The election will happen in three days’ time but other stories such as Prince Andrew’s embarrassing behaviour or this terrorist attack have been not-very-pleasant diversions. Now we have had a 70-year anniversary of Nato going on and the dreaded US President Donald Trump is in town. Every one has hoped he would not interfere in the elections but knowing the rules of the game and obeying them is not what Mr Trump is about. However, he and Boris Johnson are keeping a safe distance from each other, and Boris had apparently requested Mr Trump not to say a word about the elections. Of course, it is common courtesy that a President of another country would not make comments in the UK, about elections, no matter what was his opinion. But these little courtesies are no longer to be taken for granted.

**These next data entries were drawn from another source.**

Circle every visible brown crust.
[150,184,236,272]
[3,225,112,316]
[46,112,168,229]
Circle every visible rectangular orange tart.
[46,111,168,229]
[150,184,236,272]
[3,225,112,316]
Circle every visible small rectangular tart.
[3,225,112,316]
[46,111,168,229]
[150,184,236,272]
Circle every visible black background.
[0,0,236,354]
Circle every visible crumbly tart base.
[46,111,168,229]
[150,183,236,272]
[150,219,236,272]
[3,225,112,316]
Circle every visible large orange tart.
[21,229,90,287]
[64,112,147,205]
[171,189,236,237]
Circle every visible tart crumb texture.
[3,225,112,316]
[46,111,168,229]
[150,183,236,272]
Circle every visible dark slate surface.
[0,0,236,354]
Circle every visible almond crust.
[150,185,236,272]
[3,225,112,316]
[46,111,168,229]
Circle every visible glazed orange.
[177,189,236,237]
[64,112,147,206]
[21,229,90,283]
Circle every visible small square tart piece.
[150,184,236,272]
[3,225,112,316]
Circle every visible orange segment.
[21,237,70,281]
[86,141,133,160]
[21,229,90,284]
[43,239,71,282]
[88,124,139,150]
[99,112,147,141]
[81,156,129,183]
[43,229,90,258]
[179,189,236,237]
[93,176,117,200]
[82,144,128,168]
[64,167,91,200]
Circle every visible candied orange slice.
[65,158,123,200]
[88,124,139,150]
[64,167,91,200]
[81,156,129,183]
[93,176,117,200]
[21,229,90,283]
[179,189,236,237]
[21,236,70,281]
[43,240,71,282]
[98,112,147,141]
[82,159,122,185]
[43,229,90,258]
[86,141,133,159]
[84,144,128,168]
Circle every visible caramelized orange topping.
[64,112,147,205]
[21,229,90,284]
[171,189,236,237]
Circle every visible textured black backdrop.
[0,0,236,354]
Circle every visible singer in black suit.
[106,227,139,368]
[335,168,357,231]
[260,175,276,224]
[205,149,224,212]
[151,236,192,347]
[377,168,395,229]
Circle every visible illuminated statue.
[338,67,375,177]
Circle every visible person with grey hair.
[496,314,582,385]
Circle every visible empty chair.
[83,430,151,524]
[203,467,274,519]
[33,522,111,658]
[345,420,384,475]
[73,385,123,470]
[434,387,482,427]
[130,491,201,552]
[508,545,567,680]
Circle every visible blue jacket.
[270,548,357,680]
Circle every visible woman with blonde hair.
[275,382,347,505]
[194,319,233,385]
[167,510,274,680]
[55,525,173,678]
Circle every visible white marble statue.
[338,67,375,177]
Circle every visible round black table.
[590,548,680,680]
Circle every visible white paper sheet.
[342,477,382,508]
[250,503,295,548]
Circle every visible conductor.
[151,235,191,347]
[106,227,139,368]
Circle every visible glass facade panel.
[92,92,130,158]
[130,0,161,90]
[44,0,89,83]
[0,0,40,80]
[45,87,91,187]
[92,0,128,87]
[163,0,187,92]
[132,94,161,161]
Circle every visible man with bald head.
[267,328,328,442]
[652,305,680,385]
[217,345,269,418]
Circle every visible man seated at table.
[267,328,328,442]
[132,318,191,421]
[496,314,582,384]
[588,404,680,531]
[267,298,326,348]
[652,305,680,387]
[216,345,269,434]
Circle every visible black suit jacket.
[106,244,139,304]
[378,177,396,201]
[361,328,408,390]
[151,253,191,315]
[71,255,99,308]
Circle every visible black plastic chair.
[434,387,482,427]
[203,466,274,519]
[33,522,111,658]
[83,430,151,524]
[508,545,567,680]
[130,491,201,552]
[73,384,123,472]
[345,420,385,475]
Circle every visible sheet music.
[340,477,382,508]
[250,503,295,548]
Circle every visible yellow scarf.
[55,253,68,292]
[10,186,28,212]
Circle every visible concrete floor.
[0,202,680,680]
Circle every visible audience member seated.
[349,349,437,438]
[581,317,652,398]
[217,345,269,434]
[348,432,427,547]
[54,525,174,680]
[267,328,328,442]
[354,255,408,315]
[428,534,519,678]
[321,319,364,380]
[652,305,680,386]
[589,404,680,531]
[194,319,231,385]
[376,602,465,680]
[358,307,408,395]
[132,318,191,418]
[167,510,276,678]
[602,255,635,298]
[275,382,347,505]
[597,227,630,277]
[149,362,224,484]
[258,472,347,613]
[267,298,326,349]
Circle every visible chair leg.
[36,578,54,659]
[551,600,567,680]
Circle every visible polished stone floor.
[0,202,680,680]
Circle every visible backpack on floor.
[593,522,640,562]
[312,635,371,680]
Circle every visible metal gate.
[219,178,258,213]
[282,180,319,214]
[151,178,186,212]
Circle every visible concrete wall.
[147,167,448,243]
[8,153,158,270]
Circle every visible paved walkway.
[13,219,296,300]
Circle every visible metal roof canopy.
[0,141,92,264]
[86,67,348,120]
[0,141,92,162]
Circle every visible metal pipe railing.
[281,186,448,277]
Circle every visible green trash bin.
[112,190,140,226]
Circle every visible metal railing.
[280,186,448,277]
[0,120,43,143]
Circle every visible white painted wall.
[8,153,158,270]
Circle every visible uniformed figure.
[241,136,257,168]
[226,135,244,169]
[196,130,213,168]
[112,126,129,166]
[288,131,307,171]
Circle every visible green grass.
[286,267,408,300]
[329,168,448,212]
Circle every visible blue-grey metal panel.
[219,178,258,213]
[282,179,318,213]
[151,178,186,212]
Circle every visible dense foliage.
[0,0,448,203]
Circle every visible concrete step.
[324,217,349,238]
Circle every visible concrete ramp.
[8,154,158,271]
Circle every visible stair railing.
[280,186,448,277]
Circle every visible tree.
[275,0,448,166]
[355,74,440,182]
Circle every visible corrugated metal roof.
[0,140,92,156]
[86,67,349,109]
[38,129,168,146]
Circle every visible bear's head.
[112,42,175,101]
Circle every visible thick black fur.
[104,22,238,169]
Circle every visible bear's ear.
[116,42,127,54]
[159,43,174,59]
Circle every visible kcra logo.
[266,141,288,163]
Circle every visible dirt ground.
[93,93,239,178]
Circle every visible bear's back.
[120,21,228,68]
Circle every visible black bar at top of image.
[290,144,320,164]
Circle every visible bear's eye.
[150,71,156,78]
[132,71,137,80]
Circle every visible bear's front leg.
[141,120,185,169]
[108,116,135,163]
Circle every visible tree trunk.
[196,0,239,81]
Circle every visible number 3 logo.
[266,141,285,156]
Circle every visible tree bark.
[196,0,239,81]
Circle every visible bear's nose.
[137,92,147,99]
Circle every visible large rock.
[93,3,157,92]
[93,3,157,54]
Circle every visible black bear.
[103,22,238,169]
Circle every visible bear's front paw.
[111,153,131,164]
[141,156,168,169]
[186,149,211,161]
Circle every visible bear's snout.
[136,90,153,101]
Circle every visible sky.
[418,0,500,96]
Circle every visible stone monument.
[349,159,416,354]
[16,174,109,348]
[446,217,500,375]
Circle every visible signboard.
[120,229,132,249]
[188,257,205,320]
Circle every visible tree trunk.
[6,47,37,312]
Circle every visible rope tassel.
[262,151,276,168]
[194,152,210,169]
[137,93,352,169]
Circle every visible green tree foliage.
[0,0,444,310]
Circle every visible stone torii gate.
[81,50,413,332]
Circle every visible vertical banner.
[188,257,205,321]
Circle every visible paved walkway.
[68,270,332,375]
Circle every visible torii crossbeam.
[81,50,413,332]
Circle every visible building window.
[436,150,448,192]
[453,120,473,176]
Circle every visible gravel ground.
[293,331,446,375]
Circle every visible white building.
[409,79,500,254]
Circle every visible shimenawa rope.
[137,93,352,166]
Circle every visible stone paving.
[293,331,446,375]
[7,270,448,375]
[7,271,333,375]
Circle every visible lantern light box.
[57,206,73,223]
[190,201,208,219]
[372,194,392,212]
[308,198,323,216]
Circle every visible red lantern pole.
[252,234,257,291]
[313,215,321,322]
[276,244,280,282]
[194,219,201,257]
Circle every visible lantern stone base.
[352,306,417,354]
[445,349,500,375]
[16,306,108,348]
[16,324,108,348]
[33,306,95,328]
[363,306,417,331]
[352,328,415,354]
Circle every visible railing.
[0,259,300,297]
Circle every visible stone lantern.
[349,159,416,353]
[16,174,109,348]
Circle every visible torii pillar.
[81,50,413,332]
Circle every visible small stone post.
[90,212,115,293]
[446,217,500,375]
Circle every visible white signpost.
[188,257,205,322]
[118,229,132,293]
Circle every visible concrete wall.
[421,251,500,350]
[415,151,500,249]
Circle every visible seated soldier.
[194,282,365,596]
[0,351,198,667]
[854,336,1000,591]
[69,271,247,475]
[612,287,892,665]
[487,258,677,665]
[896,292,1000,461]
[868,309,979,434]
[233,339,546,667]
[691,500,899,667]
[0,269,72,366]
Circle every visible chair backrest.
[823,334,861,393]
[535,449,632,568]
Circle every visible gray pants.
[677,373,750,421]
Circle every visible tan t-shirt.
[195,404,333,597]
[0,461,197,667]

The Queen gave a royal dinner but the conference was moved to the edges of London in Watford to avoid mass demonstrations against Mr Trump. Boris had to spend all the time avoiding being photographed with Mr Trump, which he has managed successfully.
Mr Trump has returned home in a grumpy mood, having quarrelled with Trudeau and Macron. His wife, however, managed to impress people with her costume for the Royal reception — a yellow Valentino cape.
He played Prime Minister in Love Actually and also the 1970s Liberal leader Jeremy Thorpe in a BBC play. Yet Hugh Grant has never before demonstrated his electoral preference. But now he has come out to canvass voters for the Liberal Democratic candidate in Pimlico. Of course, everyone wanted to see him and be seen with him. So Siobhan Benita, Lib Dem mayoral candidate for London turned up and Chuka Umanna, ex-Labour but-now Lib Dem (who could easily pass for a film star and is a candidate for the City of London seat) was there and so was Jo Swinson. Hugh Grant has been brought out to campaign by his dislike for Brexit and Boris. But when Lib Dems tried to make it look like he exclusively supported them, he denied that in a tweet. He wants to support Remain whichever candidate agrees.
This was the final debate between the two leaders on BBC on Friday night. Last time around in the first debate the score was Boris 51 per cent Jeremy 49 per cent. This time around the pendulum moved barely an inch. We have the viewers voting Boris 52 per cent, Jeremy 48 per cent . No wonder the voters say they don’t trust either of them. Indeed two former Prime Ministers, from different sides of the political spectrum, John Major and Tony Blair, agreed in advising voters to deny either of the two a majority. Hung Parliament again?
The Labour leader Jeremy Corbyn has faced tough interviews. Andrew Neil, former editor of the Sunday Times, has a reputation as a Rottweiler interviewer. Jeremy was asked to apologise for the anti-semitism of his party four times and four times he evaded the question. Boris has so far avoided facing Andrew Neil who has now publicly challenged Boris to show up for a grilling. There are only four more days to go. Will Boris turn up?